‘I Had All the Money but None of the Access’: Woman With Parents Exposes Hidden Class Hierarchy

by Gee NY

In a viral Threads post, a woman reveals the strange privilege of growing up with “street legacy,” medical school tuition paid in cash, foreign cars bought like lollipops, yet feeling locked out of country clubs, private schools, and the invisible networks of the ultra-rich.

It is very difficult to get people to understand, writes Nemakatt. She grew up very privileged in a two-parent home with rich drug dealer parents.

When people hear that, they think hood. But she means medical school tuition paid for in cash. Foreign cars bought for her like lollipops. Thousands spent willy-nilly just because it was the weekend. Not middle-class suburbs. Not even doctors’ money. Way more.

But the not-so-privileged part, she says, was that she had no real access to exclusivity. No country clubs. No private school networks. She had all the money but none of the access or knowledge of how to move like people in what would be her parents’ tax bracket. She did not have the legacy. She had street legacy.

Money vs. Access: A Viral Distinction

The anonymous woman, posting under the handle nemakatt on Threads, has sparked a wide-ranging conversation about the hidden hierarchies within wealth itself. Her three-part thread, viewed hundreds of thousands of times, draws a sharp line between having money and having access, the social capital, insider knowledge, and generational networks that truly open doors.

“I took advantage of programs for disenfranchised students and was exposed that way but not directly,” she writes. “Kind of like going through a back door.”

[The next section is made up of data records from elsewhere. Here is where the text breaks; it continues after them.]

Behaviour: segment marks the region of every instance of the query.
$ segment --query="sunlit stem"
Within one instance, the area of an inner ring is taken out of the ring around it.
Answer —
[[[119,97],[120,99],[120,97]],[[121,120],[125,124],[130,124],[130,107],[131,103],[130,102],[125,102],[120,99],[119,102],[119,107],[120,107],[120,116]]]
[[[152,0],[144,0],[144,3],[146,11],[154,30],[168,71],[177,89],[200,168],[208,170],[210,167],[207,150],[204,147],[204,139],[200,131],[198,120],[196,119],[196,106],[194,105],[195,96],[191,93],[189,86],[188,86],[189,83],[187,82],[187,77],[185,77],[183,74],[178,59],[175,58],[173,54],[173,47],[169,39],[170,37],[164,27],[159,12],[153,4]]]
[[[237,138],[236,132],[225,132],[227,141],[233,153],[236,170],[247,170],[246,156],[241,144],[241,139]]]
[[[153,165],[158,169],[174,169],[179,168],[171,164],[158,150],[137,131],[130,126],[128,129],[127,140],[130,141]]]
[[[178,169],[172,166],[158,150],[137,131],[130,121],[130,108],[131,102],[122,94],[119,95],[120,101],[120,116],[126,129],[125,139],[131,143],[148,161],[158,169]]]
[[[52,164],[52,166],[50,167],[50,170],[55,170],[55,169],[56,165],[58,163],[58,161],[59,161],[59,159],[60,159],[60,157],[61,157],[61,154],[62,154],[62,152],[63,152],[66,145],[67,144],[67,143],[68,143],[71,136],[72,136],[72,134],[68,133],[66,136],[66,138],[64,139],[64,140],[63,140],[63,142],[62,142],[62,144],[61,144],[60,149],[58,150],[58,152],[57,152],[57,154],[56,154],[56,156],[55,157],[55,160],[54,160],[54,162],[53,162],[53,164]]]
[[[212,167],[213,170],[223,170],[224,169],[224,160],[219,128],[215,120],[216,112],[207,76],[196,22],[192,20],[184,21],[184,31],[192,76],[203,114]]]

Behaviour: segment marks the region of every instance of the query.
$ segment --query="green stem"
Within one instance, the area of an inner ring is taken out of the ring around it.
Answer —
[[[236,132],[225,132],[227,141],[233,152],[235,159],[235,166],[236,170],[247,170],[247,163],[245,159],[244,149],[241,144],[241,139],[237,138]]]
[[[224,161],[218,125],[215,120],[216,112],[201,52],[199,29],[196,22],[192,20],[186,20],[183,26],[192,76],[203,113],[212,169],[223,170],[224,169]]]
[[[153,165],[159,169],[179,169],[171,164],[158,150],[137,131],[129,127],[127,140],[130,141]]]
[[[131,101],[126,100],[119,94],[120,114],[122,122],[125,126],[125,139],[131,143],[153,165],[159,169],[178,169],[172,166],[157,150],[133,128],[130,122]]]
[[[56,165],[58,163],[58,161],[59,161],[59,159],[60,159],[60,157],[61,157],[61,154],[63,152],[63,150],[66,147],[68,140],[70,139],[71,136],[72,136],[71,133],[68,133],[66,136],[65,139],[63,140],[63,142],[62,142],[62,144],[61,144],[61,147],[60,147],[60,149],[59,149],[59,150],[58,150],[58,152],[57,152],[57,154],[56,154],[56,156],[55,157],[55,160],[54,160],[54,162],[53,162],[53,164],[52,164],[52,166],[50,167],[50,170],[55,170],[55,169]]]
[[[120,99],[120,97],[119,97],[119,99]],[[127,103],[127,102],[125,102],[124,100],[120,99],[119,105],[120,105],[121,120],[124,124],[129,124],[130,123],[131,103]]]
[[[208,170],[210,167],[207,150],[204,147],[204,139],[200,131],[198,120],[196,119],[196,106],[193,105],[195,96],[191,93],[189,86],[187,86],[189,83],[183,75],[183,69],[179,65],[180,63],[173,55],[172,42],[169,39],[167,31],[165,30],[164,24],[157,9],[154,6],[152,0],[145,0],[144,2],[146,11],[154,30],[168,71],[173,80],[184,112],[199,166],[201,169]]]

The Upper Middle Class Trap

In her concluding post, she offers a sweeping observation about class in America. Access is limited even to the upper middle class, she argues.

There is a hierarchy among children who go to private schools and those who grow up in country club settings. Success, she says, is based on the individual. The highest up will obtain success, but the majority end up middle class and lack a lot of life skills, especially children of professionals.

The ultra-rich, she concludes, is where real access is beneficial to the individual.

A Window Into Invisible Class Barriers

The thread has resonated with readers who have experienced similar contradictions: growing up with financial comfort but feeling excluded from the exclusive institutions and unwritten rules that privilege the traditionally wealthy.

Unlike old money families who pass down both capital and cultural knowledge, new money, and particularly wealth derived from illicit economies, often comes without the social roadmap.

One commenter summarized the dynamic: “Money buys the car. Access buys the invitation to the country club where the car is parked.”

What the Thread Reveals

The woman’s posts touch on several under-discussed aspects of class in America:

  • The distinction between wealth and belonging. You can have cash but still feel like an outsider.
  • The limits of new money. Without generational networks, even the rich can be locked out.
  • The hidden curriculum of elite spaces. Country clubs, private schools, and legacy admissions operate on rules that money alone cannot teach.
  • The precariousness of professional-class children. Many, she argues, lack life skills and fail to maintain their parents’ status.

A Broader Conversation

The thread has been shared across social media platforms, with users adding their own experiences of being “rich but not connected” or “comfortable but not invited.” Others have pushed back, arguing that any level of wealth provides advantages that most Americans cannot imagine.

But the woman’s central claim, that there is a meaningful difference between having money and having access, has struck a nerve. In a society increasingly aware of how class shapes opportunity, her story offers a rare glimpse into the hierarchies that exist even among the privileged.

As she puts it: she had all the money. But none of the access. And that, she suggests, made all the difference.